ExC decreased lipid peroxidation induced by AAPH, protecting erythrocytes from cell death similarly to ascorbic acid, which is a vitamin with antioxidant capacity as demonstrated by decreased lipid peroxidation and malonaldehyde (MDA) production [32]. The lower levels of MDA produced during hemolysis induced by AAPH in samples incubated with ExC confirm the antioxidant action, also corroborated by [33] in the study of antioxidant activity of Toona sinensis leaves. The damage to the cell membrane resulting from lipid peroxidation induced by reactive species occurs in many diseases such as atherosclerosis, obesity, diabetes, hypertension, and cancer [21].
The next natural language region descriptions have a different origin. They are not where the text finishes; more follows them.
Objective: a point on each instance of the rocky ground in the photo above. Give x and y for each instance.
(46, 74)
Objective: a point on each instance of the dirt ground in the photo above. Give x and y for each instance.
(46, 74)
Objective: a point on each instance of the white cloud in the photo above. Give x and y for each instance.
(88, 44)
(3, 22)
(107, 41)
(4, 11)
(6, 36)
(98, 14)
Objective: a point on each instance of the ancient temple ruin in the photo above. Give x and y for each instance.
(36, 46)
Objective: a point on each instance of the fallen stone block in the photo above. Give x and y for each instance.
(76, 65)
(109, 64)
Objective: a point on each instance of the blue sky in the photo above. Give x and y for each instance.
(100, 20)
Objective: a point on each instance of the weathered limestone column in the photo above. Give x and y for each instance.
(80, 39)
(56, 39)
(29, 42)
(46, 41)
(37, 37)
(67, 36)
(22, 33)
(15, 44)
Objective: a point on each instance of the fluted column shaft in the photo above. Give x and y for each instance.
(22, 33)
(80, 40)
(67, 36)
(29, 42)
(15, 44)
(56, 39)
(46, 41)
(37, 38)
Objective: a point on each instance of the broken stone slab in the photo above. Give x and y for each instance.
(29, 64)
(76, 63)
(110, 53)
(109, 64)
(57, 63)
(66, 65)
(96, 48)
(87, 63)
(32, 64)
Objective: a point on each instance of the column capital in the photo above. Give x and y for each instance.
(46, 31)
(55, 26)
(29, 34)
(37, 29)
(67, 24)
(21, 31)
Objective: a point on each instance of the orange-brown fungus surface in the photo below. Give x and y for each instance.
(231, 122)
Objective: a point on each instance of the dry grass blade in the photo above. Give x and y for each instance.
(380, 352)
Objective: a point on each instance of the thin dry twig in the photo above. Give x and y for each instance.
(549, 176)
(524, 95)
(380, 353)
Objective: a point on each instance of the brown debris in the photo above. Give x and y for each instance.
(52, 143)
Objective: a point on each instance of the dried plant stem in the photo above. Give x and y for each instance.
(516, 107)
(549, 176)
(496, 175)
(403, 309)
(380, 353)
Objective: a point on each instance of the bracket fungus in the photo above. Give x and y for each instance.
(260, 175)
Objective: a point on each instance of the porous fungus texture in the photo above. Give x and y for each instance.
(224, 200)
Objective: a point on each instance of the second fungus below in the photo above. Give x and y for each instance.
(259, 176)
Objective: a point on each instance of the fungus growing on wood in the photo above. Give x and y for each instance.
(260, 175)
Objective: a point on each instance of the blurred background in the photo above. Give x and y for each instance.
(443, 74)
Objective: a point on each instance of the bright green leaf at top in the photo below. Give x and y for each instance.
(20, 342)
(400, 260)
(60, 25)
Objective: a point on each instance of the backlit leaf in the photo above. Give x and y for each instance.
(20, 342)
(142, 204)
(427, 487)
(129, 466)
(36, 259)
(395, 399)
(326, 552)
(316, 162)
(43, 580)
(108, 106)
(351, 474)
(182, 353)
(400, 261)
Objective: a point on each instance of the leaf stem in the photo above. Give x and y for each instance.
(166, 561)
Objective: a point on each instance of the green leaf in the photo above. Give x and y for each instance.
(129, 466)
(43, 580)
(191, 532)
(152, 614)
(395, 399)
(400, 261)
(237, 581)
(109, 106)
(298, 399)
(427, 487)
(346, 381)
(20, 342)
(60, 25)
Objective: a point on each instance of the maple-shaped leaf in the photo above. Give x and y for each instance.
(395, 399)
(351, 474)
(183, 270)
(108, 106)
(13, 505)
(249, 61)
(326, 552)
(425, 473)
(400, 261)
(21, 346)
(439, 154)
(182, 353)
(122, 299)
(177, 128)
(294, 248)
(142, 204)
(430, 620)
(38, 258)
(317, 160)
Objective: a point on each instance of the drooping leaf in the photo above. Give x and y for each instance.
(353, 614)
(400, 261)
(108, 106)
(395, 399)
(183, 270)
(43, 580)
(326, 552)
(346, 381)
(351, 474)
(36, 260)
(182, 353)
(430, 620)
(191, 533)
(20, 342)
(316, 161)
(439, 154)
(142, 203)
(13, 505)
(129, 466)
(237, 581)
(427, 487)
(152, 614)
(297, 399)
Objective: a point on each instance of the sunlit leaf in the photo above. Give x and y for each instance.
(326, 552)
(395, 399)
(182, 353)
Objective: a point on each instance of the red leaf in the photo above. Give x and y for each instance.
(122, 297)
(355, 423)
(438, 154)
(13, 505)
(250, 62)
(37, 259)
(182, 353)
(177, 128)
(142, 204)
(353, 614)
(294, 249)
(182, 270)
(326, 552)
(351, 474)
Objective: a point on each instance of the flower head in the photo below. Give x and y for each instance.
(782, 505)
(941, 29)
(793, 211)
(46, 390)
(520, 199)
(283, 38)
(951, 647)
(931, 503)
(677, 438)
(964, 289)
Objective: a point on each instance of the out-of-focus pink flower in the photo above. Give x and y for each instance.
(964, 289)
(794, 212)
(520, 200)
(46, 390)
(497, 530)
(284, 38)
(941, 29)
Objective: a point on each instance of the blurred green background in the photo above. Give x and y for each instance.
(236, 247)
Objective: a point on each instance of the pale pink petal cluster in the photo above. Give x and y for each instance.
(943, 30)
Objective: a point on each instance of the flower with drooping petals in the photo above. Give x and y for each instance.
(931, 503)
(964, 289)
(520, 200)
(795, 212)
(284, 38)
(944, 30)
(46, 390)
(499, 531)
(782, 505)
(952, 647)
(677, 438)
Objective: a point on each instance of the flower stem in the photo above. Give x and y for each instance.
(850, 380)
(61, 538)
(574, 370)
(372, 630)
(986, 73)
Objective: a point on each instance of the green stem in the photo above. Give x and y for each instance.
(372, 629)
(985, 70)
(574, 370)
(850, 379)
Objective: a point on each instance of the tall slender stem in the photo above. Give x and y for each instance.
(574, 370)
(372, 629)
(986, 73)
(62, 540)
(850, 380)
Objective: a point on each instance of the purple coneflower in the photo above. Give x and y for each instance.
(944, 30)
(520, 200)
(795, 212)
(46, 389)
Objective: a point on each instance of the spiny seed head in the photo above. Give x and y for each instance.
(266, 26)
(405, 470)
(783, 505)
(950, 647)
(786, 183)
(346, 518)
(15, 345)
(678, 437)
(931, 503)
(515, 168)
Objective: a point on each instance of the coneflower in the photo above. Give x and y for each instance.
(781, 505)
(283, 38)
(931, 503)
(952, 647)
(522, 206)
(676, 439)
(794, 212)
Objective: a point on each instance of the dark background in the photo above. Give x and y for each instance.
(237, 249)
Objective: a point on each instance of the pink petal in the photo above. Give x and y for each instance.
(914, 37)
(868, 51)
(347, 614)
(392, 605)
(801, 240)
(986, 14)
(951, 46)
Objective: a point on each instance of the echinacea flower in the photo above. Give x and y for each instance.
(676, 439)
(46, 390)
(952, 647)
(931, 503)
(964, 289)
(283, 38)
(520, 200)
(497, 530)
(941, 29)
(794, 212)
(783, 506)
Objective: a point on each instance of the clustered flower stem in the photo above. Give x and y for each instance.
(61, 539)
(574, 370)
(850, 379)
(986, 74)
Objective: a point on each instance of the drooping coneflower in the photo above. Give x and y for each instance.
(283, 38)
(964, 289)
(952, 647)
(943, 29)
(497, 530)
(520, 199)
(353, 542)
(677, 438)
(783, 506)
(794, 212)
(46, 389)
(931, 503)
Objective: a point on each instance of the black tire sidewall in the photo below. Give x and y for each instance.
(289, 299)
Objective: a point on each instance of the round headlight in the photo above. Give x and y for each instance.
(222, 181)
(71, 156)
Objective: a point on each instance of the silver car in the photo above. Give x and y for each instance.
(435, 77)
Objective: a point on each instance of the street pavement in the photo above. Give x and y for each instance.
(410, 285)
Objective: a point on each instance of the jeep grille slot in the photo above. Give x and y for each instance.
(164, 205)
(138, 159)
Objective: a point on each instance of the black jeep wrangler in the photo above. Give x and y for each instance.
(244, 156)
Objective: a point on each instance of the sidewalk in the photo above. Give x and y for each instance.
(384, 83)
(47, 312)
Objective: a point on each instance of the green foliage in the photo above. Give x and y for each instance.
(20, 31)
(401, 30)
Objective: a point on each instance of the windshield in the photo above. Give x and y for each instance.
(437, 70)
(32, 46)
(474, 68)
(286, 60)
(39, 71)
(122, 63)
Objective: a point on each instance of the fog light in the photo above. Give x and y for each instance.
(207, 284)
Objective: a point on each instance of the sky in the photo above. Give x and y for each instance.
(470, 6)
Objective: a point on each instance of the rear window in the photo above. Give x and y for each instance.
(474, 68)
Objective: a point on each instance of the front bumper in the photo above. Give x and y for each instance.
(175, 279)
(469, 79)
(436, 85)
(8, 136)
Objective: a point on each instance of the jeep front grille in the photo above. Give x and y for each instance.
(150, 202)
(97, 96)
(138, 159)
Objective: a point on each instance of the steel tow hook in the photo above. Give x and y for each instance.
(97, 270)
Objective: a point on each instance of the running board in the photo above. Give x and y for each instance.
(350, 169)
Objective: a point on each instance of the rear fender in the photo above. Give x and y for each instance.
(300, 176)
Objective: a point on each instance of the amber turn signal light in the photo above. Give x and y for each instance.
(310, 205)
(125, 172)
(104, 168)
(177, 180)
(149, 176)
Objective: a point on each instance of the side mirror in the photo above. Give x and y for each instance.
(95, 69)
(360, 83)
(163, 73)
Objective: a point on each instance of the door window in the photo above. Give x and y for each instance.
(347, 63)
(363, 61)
The importance of new products in the treatment and prevention of dyslipidemias becomes essential to reduce the mortality and morbidity due to cardiovascular complications. In addition, the search for less toxic drugs has increased the interest of the scientific community for natural products. The ExC showed to able to manage hyperlipidemia induced by high-fructose diet, reducing serum levels of total cholesterol and triglycerides, without signs of change in hepatic and renal function, suggesting that ExC is safe in the evaluated conditions. Ciprofibrate is a drug widely used to control cholesterol; however, it is contraindicated in patients with renal and hepatic disorders [34]. In this study, the ciprofibrate group showed an increase in liver and kidney weight (data not show), although the serum levels of ALT, creatinine, and urea remained unchanged. When compared to normolipidemic rats, the hyperlipidemic group treated with ciprofibrate presented an increase in serum level of AST.

The hypolipidemic activity of natural products can be correlated to the presence of flavonoids due to their properties of inhibiting cholesterol biosynthesis and absorption and modifying the activity of lipogenic and lipolytic enzymes, leading to reduced lipid metabolism [35-37], as observed in hyperlipidemic rats treated with ExC, which showed significant reduction in the levels of total cholesterol and triglycerides. Other molecules able to decrease the serum level of cholesterol are saponins [38], also present in ExC. It is very interesting that ExC was able to decrease both serum level of cholesterol and total triglycerides.

In conclusion, our results showed that Curatella americana L. leaves reduce oxidative stress by free radical scavenging and protect against lipid peroxidation and is also able to manage hyperlipidemia by decreasing serum level of cholesterol and triglycerides, similarly to standard drugs.